We studied the usefulness of plasmatic neurosin in the differential diagnosis of dementia. Neurosin (human kallikrein-related peptidase 6, KLK6) is highly expressed in the central nervous system. Although the physiological roles of this serine protease are unknown, in vitro substrates include amyloid precursor protein and components of the extracellular matrix, which are altered in neurological disease, particularly AD). Recent findings suggest that an altered KLK6 expression may contribute to vascular abnormalities in AD and Vascular Dementia (VD) [4]. Neurosin have been pointed as a promising biomarker for AD since previous studies found its levels in brain tissue, cerebrospinal fluid and blood to be abnormal in AD [5-8].

Plasmatic neurosin in healthy individuals and patients with different forms of dementia

Back in 2008 we measured plasmatic levels of neurosin in plasma samples from controls and patients finally diagnosed with several neurodegenerative disorders and VD [9]. Our first observation was that plasmatic levels of neurosin increased with age in healthy individuals. Other interesting result was that levels decreased in patients with AD while tended to increase in patients with VD. Thus, plasmatic levels of neurosin differed significantly between AD and VD. We concluded that measurement of plasmatic levels of neurosin is useful to assist in distinguishing AD from healthy individuals and AD from VD.

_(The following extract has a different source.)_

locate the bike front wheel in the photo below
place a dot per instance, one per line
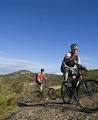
(66, 92)
(87, 94)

Plasmatic neurosin in patients with MCI

We also measured plasmatic neurosin levels in MCI patients who were observed for 18 months [10]. In a number of patients a second blood sample was obtained at the endpoint. The mean value of plasmatic neurosin concentration differed significantly between MCI patients who converted to VD and those who converted to AD or those who remained at MCI stage. The relative risk of developing VD when neurosin levels are higher than 5.25 ng/ml was high. In those in who a second measurement was done at the end of the study we found that increases in the levels of neurosin correlated with progression to VD while decreases pointed to progression to AD. We concluded that a high level of neurosin in patients diagnosed with MCI, or increases in relation to a previous measurement, might predict conversion from MCI to VD, while decreases might predict conversion to AD.

Applications in Mild Cognitive Impairment

The ability of predicting the risk of conversion to dementia in patients with MCI brings deep implications in the management of these patients. We are aware it poses ethical concerns but also opens an opportunity to prevent manifest dementia. Through biomarkers, such as neurosin and others, we can now estimate the risk a single patient has to progress to the different types of dementia, and this way we can make an effort to prevent that type of pathology.

For instance, we propose next algorithm for the application of plasmatic neurosin in the management of MCI (Figure 1). Whenever we detect plasmatic neurosin levels higher than 5.25 or an increase in relation to a previous level we can anticipate that a conversion to VD is likely and we could undertake vigorous strategies to hold up the progress of vascular damage, such as optimize the control of cardiovascular risk factors or even start “primary” prophylaxis with drugs. The same way, when we detect high risk of conversion to neurodegenerative disorders we can put patients on specific treatments or preventive strategies.

archivesofmedicine-measuring-plasmatic-levels

Figure 1: Algorithm for the clinical application of measuring plasmatic levels of neurosin in the management of patients with MCI. MCI: Mild cognitive impairment. AD: Alzheimer’s disease. VD: Vascular dementia.

Conclusions

Measuring plasmatic neurosin and other biomarkers early in the course of cognitive impairment could open the door to more-effective interventions. Further tests are needed before this approach can be used in clinical practice.